The Barren Fig Tree
Many detractors of our Lord have pointed with glee to what on the surface seems like a fit of petty anger on Christs part, spawned by His selfish appetite. In reality, it was probably unrealistic to expect figs at that time of year, a fact which He must have known quite well. Perhaps the key to the whole passage is in the fact that “His disciples heard it.”

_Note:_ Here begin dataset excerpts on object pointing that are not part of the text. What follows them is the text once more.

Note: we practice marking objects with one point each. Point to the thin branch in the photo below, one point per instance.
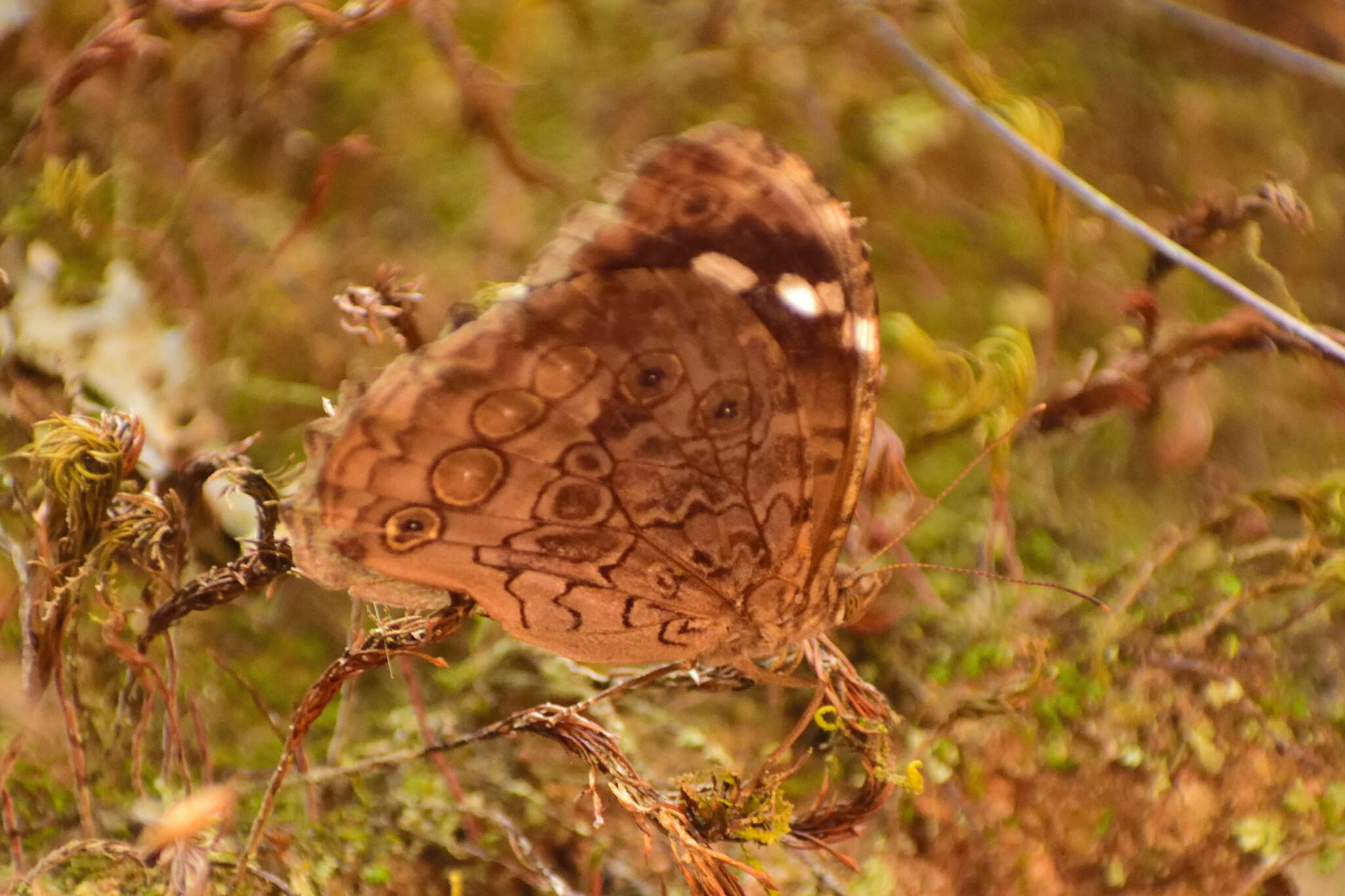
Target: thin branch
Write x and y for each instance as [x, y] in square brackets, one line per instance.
[1255, 43]
[957, 96]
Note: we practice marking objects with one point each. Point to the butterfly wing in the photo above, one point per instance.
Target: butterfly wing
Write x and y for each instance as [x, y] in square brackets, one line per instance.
[607, 467]
[726, 202]
[655, 453]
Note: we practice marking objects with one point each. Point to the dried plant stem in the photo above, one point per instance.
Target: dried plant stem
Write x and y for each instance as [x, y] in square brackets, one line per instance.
[74, 739]
[404, 636]
[11, 829]
[958, 96]
[445, 771]
[486, 100]
[1258, 45]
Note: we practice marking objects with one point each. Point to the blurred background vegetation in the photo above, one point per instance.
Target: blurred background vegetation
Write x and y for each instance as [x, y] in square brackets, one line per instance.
[187, 183]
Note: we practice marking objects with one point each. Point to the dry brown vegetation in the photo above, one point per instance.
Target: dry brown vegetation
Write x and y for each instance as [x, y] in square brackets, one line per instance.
[187, 186]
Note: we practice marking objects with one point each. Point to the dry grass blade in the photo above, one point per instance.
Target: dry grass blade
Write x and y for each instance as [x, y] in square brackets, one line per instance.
[409, 634]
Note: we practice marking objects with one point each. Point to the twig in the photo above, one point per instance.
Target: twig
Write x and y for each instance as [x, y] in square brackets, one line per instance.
[445, 771]
[74, 739]
[269, 559]
[1255, 43]
[1136, 379]
[11, 829]
[957, 96]
[404, 636]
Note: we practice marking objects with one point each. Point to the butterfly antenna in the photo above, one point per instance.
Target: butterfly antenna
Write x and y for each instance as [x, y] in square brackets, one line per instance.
[957, 480]
[996, 576]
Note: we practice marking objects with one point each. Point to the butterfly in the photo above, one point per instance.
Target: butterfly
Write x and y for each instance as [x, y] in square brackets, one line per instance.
[654, 452]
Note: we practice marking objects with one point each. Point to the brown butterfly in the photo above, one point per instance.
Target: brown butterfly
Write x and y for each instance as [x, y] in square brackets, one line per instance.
[653, 454]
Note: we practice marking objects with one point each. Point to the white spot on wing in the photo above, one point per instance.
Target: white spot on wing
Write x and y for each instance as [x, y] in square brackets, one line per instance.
[833, 297]
[798, 296]
[725, 270]
[865, 335]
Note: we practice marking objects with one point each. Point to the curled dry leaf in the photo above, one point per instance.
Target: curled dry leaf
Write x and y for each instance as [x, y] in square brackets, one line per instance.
[188, 817]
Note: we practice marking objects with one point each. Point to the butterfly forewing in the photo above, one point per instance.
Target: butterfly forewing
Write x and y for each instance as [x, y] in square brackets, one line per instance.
[654, 454]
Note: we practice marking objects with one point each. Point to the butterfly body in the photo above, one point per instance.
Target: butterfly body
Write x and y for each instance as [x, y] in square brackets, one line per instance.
[654, 453]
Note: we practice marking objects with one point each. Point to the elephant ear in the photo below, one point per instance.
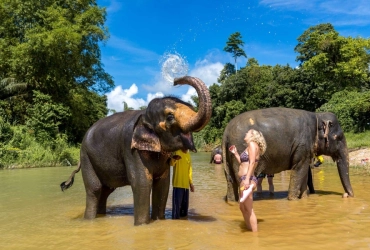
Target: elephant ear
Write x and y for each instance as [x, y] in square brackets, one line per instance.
[144, 137]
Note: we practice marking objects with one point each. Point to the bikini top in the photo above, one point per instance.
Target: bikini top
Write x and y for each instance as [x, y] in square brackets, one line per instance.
[244, 157]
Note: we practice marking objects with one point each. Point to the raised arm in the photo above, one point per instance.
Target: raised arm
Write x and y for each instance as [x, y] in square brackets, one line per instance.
[235, 152]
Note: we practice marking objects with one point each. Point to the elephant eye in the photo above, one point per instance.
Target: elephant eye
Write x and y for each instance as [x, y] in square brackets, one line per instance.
[170, 117]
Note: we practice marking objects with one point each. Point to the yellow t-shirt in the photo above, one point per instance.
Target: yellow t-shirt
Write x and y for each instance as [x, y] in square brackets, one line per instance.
[320, 158]
[182, 170]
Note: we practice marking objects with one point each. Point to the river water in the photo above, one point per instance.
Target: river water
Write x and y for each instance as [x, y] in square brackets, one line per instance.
[35, 214]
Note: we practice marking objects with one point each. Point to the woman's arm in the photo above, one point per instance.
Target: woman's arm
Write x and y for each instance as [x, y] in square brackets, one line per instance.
[253, 152]
[235, 152]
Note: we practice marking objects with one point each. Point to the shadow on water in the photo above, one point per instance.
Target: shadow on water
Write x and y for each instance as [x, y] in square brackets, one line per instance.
[35, 214]
[265, 195]
[128, 210]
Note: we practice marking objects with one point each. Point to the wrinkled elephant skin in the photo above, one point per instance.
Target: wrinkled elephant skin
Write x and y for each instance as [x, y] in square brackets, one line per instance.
[293, 137]
[134, 147]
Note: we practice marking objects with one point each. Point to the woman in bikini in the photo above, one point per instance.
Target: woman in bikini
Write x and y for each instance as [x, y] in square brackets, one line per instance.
[248, 159]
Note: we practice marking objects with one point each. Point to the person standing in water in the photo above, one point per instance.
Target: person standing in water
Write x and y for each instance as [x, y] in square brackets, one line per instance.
[181, 181]
[248, 159]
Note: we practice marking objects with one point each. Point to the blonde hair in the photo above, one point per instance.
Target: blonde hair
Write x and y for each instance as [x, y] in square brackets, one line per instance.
[258, 138]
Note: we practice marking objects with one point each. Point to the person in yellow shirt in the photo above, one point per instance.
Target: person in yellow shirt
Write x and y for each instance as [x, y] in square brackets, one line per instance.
[181, 181]
[319, 161]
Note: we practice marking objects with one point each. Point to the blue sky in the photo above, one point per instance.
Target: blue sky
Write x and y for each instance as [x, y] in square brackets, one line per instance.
[143, 31]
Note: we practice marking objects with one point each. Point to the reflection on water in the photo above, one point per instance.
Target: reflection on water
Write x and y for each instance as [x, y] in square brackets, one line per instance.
[35, 214]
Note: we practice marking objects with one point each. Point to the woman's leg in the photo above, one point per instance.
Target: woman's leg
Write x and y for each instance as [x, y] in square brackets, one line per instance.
[271, 184]
[250, 218]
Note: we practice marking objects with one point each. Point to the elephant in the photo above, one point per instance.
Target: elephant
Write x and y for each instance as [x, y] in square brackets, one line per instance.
[293, 137]
[216, 150]
[134, 148]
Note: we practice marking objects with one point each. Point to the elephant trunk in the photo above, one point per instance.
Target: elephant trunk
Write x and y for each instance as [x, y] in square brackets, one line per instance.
[200, 120]
[343, 168]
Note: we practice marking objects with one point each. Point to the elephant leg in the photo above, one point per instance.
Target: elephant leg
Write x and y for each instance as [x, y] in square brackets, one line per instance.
[141, 193]
[105, 192]
[160, 190]
[310, 181]
[298, 181]
[93, 188]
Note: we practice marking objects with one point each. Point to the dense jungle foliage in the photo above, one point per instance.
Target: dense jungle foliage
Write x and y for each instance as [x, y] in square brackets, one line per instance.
[52, 81]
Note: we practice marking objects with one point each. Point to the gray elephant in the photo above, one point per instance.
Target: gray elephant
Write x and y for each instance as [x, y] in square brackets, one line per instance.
[215, 151]
[134, 148]
[293, 137]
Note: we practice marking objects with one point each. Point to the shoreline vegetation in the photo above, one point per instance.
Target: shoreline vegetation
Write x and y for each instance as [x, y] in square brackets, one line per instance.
[28, 153]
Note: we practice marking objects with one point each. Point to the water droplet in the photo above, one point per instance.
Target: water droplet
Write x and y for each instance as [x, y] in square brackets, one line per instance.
[173, 65]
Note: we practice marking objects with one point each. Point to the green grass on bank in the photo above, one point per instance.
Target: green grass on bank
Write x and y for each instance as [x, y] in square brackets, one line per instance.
[358, 140]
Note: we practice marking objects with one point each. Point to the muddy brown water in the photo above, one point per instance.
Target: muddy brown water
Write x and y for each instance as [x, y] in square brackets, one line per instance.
[35, 214]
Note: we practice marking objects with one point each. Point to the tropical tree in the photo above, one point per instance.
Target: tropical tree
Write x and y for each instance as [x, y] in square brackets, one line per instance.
[54, 47]
[233, 46]
[10, 87]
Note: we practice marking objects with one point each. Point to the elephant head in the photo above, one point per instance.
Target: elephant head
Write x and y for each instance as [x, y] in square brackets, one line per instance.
[331, 141]
[168, 122]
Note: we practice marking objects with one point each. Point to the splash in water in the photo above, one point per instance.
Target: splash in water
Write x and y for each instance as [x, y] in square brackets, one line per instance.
[173, 65]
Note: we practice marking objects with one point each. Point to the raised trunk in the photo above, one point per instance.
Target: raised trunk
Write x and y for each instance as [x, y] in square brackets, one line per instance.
[343, 168]
[203, 116]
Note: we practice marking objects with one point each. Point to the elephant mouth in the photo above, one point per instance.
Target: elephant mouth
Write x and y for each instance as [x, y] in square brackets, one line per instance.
[187, 140]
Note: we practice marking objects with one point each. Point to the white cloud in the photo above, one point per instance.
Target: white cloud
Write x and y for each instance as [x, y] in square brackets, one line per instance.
[205, 69]
[117, 96]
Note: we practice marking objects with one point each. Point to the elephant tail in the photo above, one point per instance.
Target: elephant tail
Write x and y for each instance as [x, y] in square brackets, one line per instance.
[68, 183]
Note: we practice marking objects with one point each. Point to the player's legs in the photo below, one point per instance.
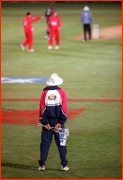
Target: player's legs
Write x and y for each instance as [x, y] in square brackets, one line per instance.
[27, 39]
[46, 139]
[57, 33]
[62, 150]
[51, 38]
[30, 40]
[85, 29]
[89, 31]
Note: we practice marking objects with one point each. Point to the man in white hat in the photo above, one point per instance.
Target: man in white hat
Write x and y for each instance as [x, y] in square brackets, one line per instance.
[52, 113]
[86, 19]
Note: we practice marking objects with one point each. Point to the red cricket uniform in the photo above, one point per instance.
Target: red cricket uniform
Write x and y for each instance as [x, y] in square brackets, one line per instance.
[54, 24]
[28, 30]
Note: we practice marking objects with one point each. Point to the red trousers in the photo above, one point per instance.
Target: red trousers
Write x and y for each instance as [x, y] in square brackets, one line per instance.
[29, 38]
[57, 34]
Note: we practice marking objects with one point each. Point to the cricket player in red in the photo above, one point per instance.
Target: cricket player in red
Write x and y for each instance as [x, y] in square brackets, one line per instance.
[54, 24]
[27, 23]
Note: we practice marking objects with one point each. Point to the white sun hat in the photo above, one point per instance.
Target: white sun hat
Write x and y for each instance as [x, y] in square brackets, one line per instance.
[86, 8]
[54, 80]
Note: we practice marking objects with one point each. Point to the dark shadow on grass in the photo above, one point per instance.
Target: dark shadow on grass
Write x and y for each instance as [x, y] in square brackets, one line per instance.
[21, 166]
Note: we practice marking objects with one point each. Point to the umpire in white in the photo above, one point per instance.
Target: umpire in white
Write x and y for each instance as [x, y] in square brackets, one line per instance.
[86, 18]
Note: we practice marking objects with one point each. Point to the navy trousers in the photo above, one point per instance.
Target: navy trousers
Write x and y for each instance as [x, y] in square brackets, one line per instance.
[46, 139]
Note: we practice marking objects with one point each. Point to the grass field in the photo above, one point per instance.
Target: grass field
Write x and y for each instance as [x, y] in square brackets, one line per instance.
[90, 71]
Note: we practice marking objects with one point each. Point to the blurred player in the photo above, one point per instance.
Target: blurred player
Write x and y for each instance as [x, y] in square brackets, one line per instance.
[48, 13]
[54, 24]
[27, 23]
[86, 18]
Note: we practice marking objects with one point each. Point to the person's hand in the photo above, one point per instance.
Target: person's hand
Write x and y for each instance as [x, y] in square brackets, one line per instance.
[57, 127]
[47, 127]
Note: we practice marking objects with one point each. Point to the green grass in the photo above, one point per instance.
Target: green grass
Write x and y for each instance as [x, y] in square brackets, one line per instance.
[90, 70]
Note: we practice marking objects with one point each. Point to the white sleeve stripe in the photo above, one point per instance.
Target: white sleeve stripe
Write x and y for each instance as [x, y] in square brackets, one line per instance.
[63, 112]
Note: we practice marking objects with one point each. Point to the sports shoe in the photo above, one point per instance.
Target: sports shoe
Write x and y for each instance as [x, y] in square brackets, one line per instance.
[50, 47]
[31, 50]
[64, 168]
[57, 47]
[41, 168]
[22, 47]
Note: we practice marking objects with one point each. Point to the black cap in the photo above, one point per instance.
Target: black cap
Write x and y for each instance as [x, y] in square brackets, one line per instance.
[28, 13]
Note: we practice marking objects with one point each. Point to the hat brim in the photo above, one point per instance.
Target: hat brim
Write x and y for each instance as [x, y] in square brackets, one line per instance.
[55, 83]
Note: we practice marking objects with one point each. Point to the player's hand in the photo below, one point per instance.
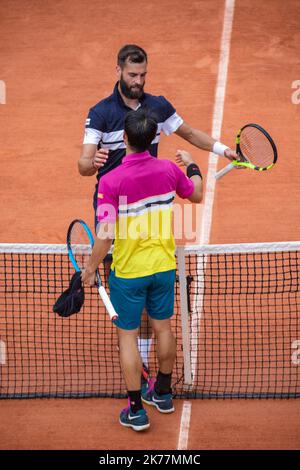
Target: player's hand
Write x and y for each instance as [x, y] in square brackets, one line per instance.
[183, 158]
[231, 155]
[100, 158]
[88, 278]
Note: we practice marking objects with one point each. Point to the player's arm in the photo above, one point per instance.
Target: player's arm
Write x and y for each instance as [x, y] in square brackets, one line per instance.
[102, 245]
[204, 141]
[91, 159]
[185, 159]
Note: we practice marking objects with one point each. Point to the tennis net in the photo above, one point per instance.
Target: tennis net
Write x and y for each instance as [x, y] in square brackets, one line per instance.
[236, 323]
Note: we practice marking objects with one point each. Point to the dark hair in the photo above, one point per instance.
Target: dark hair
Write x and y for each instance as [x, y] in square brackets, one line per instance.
[140, 127]
[133, 53]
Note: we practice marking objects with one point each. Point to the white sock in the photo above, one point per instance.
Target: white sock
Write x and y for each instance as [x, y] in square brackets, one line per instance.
[144, 345]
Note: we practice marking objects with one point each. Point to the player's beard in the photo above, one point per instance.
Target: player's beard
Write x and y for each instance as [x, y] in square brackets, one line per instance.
[129, 92]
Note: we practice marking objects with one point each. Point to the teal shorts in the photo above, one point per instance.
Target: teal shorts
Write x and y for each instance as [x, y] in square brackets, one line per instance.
[130, 296]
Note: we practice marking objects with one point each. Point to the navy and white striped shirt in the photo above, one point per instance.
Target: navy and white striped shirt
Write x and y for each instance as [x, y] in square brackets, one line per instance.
[105, 125]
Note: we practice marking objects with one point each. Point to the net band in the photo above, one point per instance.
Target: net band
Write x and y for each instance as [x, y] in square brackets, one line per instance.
[236, 323]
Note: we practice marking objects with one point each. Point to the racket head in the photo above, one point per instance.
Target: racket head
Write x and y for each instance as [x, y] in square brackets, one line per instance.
[80, 241]
[256, 148]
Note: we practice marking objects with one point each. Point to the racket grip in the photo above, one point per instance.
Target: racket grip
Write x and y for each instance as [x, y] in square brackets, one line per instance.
[224, 170]
[109, 306]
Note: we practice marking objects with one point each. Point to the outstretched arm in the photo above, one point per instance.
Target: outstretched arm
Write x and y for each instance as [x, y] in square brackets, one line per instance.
[91, 159]
[185, 159]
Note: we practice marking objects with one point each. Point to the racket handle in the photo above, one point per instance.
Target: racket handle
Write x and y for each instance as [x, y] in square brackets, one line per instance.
[225, 170]
[109, 306]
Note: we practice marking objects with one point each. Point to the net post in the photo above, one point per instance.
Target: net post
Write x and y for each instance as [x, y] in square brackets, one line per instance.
[186, 345]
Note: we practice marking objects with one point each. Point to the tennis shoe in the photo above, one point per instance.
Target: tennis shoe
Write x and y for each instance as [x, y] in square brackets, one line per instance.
[163, 403]
[138, 421]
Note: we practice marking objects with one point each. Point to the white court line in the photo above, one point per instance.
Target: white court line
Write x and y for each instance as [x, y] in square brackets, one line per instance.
[209, 196]
[2, 353]
[184, 426]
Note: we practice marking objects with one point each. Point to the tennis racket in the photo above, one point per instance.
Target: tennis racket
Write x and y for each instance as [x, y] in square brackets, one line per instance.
[80, 242]
[255, 148]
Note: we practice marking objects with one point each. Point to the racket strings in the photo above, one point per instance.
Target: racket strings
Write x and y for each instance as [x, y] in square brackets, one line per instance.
[256, 147]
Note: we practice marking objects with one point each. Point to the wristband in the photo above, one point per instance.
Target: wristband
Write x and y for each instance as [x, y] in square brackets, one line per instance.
[192, 170]
[219, 148]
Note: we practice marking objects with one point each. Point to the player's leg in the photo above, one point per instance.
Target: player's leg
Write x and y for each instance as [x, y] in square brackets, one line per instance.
[160, 303]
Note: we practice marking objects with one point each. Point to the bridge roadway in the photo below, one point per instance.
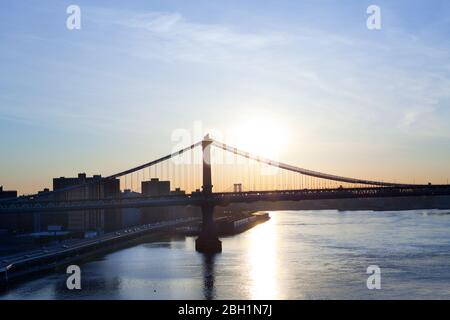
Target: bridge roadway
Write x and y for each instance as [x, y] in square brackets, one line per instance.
[51, 256]
[220, 199]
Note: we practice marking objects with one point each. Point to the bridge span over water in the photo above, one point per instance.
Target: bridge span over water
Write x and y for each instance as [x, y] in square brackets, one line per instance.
[252, 179]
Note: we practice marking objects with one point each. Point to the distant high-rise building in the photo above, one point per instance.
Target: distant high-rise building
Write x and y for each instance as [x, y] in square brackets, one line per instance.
[96, 187]
[155, 188]
[7, 194]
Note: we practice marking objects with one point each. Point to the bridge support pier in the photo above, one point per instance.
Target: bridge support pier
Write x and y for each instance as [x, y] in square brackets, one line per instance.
[208, 241]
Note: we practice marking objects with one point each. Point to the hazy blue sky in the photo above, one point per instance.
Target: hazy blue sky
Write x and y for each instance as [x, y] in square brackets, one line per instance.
[370, 104]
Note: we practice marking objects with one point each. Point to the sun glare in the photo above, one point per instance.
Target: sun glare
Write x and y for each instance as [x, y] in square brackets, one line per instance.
[262, 137]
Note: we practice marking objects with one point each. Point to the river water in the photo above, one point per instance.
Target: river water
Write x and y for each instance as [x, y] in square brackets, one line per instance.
[295, 255]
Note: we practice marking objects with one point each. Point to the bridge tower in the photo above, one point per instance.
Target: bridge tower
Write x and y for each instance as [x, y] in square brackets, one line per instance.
[208, 241]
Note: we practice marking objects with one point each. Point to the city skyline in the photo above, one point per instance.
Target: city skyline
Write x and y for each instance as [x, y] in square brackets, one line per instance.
[341, 98]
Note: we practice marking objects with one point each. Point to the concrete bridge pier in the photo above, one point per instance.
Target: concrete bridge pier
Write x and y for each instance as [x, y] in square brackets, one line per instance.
[208, 241]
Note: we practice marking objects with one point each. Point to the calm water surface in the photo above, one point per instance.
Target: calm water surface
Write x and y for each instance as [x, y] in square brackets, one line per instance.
[296, 255]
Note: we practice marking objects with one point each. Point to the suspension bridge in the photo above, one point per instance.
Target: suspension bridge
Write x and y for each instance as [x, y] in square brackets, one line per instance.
[238, 176]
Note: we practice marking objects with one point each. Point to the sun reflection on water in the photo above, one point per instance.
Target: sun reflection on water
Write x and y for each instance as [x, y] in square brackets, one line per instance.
[263, 261]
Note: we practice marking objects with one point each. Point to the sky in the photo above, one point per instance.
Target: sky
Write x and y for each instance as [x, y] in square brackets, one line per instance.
[338, 97]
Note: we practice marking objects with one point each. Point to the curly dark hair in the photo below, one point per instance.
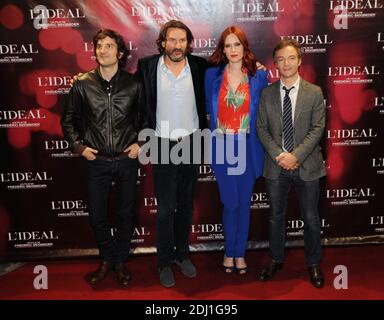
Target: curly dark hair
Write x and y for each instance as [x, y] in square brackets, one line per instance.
[121, 47]
[174, 24]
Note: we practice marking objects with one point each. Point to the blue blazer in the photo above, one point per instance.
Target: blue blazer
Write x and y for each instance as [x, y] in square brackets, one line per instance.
[213, 81]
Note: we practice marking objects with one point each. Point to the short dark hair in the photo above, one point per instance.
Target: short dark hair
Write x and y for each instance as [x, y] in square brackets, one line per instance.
[174, 24]
[287, 42]
[121, 47]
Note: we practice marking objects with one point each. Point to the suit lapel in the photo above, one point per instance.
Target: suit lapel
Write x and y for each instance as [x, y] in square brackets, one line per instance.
[276, 101]
[152, 70]
[300, 101]
[195, 78]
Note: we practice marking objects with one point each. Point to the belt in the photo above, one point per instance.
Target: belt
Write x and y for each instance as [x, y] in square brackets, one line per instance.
[120, 156]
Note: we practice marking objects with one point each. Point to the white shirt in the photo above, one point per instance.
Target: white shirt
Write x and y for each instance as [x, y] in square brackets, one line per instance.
[292, 95]
[176, 113]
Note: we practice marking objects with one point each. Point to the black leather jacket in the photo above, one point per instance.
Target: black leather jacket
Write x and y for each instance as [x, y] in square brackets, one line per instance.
[103, 115]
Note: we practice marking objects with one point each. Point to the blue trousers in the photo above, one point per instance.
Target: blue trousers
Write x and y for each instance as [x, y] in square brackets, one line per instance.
[235, 194]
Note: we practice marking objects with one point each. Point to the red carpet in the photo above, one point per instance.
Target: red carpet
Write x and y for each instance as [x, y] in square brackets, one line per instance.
[365, 266]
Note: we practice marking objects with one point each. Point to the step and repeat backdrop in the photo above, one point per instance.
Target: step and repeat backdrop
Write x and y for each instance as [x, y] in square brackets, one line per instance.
[43, 210]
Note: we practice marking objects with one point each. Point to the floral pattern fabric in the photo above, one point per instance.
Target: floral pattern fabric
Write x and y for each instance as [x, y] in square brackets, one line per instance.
[233, 108]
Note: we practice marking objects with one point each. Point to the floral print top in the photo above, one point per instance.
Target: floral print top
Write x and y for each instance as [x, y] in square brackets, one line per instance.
[233, 109]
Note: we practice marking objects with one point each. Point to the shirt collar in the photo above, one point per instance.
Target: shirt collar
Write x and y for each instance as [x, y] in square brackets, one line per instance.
[164, 67]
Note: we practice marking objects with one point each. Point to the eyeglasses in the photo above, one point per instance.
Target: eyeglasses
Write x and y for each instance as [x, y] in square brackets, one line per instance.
[175, 41]
[100, 46]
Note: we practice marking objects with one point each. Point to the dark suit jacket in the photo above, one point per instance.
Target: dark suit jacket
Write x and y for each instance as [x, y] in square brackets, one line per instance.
[309, 124]
[147, 70]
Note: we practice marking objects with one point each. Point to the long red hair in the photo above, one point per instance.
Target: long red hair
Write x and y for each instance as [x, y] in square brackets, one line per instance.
[249, 59]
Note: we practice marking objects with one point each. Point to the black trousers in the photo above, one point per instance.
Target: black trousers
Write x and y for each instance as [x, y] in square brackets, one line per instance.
[175, 188]
[100, 175]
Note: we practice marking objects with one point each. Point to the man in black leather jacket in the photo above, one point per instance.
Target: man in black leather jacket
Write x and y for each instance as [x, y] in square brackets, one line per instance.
[101, 122]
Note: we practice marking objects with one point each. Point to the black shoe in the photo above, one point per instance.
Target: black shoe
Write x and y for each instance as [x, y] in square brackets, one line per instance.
[167, 278]
[123, 275]
[187, 267]
[316, 276]
[267, 273]
[100, 273]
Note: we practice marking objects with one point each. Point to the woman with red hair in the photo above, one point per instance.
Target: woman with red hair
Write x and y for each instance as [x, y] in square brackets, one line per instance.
[232, 91]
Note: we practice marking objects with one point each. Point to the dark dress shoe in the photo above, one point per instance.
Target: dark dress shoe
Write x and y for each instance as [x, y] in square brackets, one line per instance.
[100, 273]
[267, 273]
[123, 276]
[316, 276]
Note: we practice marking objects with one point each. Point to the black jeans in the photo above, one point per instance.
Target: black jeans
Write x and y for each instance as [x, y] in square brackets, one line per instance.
[175, 188]
[308, 196]
[101, 174]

When we look at the surrounding passages, we see that Christ was using the barren fig tree to teach His disciples something they desperately needed to know. This might be called a living parable. Our Lord had just come from His triumphal entry into the city, having been proclaimed as King by the multitude (vs. 7-11), knowing their shallow adoration would soon turn into cries for His death. Leaving the fig tree, he drove the money changers from the temple grounds, having recognized that they were not only exploiting all the Jews who entered, but had taken over the court of the Gentiles, using it as a shortcut through town (v.16) and a place of business (v.15), thus denying the possibility of true worship to all, both Jews and Gentiles. The fig tree was an object lesson on barrenness, typifying the Jewish nations condition in spite of their privileged heritage. This type of hypocritical fruitlessness receives condemnation (vs. 20-21), exhibits a lack of faith (vs. 24-26), and hinders our prayers (vs. 24-26).